こう書くといいことばかりに思えますが、リスクもあります。個人M&Aのデメリットや注意点についても記します。
買収企業の従業員や顧客のことを考える
購入する会社には、それまでに働いている従業員や、取引先やお客様がいます。
今までの社長から、いきなり見ず知らずの人が乗り込んでくるのをよく思わない従業員や顧客がいる可能性は、排他性が高い日本ではごく普通と考えるべきです。買収時には、関係者の感情面にも十分配慮する必要があります。
M&Aの理解が得られないと、優秀な人材が流出してしまうことは間々あります。また、M&A後に労働条件が変化した場合は尚更です。人材流出を防ぐためには、処遇の維持、評価や給与制度の見直し、将来の見通しなどの情報を共有し、従業員の理解・共感を得ることが大切です。
簿外債務に気を付ける
企業買収の際には、簿外債務に注意します。簿外債務とは、貸借対照表には計上されていない債務です。

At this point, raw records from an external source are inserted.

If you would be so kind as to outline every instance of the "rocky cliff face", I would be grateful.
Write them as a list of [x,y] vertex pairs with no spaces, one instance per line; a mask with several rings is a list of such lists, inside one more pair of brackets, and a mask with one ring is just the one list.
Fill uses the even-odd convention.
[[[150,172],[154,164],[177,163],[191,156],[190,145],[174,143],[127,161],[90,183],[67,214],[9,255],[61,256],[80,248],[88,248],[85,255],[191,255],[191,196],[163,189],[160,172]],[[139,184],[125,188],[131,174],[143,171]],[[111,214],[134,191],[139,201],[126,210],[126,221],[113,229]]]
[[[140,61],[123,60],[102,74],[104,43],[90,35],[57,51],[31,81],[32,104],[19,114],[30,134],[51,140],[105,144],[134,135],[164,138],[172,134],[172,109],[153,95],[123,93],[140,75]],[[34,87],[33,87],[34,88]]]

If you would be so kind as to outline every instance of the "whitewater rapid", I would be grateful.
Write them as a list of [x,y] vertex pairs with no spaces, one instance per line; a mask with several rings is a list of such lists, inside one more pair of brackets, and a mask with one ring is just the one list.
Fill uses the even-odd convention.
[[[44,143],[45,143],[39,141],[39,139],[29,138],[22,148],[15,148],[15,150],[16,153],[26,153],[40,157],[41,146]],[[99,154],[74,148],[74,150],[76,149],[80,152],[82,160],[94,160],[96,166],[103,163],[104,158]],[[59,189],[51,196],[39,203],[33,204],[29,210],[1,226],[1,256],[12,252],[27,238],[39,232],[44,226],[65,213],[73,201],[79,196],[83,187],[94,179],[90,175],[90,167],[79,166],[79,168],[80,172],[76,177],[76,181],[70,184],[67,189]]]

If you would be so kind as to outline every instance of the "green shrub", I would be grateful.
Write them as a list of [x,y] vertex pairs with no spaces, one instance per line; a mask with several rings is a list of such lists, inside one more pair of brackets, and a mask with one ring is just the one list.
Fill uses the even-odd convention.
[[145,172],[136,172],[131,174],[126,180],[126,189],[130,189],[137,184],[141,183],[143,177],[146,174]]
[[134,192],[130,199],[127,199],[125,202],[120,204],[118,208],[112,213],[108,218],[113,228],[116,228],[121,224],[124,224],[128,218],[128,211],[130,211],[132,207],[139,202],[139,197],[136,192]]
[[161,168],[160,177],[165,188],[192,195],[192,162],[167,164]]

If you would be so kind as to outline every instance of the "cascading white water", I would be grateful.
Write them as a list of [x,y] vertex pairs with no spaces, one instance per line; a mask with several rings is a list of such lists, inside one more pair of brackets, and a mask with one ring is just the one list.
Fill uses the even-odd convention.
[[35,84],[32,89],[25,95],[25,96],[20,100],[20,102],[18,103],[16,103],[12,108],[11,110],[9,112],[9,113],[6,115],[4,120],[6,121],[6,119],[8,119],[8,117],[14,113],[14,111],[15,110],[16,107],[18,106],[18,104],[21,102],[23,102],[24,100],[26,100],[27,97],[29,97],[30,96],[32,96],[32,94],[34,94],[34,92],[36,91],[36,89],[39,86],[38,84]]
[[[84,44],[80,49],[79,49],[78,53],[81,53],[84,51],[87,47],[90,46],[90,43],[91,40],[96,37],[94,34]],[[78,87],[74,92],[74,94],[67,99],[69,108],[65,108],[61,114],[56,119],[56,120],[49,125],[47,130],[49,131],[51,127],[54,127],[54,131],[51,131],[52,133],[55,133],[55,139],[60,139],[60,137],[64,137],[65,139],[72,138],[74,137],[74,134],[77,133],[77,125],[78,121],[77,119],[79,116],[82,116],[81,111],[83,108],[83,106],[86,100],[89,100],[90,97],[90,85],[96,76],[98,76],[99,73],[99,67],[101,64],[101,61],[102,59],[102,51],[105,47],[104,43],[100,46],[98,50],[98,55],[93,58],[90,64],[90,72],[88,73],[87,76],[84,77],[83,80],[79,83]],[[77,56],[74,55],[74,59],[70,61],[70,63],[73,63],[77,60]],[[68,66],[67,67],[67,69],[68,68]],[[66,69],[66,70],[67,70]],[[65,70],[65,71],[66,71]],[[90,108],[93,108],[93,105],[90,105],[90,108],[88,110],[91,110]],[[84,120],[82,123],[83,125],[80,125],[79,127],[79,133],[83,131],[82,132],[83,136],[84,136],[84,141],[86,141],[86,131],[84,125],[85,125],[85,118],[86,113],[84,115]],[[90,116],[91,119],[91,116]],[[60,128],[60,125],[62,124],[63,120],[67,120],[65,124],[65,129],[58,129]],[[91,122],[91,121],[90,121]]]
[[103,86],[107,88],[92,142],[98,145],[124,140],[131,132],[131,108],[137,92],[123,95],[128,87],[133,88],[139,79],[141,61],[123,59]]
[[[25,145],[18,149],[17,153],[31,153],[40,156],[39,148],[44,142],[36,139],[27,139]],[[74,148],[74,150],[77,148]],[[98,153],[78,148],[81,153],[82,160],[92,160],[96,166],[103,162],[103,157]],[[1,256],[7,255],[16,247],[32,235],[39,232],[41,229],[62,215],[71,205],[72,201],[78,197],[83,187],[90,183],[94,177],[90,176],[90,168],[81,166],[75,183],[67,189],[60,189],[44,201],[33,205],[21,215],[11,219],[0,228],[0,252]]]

中小企業では、税務会計を実施して決算書を作成します。その際に、利益をできるだけ少なくしようとすることがあります。中小企業の貸借対照表では、未払い給与や賞与・退職給付引当金などが簿外債務として計上されることになります。会社を買収する場合、当然ですが簿外債務も引き継ぎます。訴訟絡みの簿外債務がある場合もあります。リスクがありそうな簿外債務が確認されたら、買収は控えるべきでしょう。
会社が連帯保証人になっているかを確認する
被買収会社が連帯保証をしているかを調べなければなりません。小さな会社はオーナー個人が連帯保証をしたうえで銀行から借入をしているケースがあります。会社を買収すると、前オーナーが結んだ連帯保証も引き継ぐ必要があります。十分に注意が必要です。
この他にも、脱税や贈収賄に関わっていないかなどの確認は必要です。過度に恐れる必要はないと思いますが、十二分に気を付けて個人M&Aは進めるべきです。
会社は株主の所有物であり、投資家にとっては売り買いの対象です。上場企業であれば、市場で当該企業の株式を購入することが可能です。いっぽう、会社では顧客に対して価値を提供し対価を獲得する活動は、社員が行なっています。所有と執行は別物とはいえ、当事者がいるのは事実です。資金があれば会社は買えますし、そうなると労使間越境は実現しますが、経営者として執行することに徹底してコミットすることは絶対的に必要です。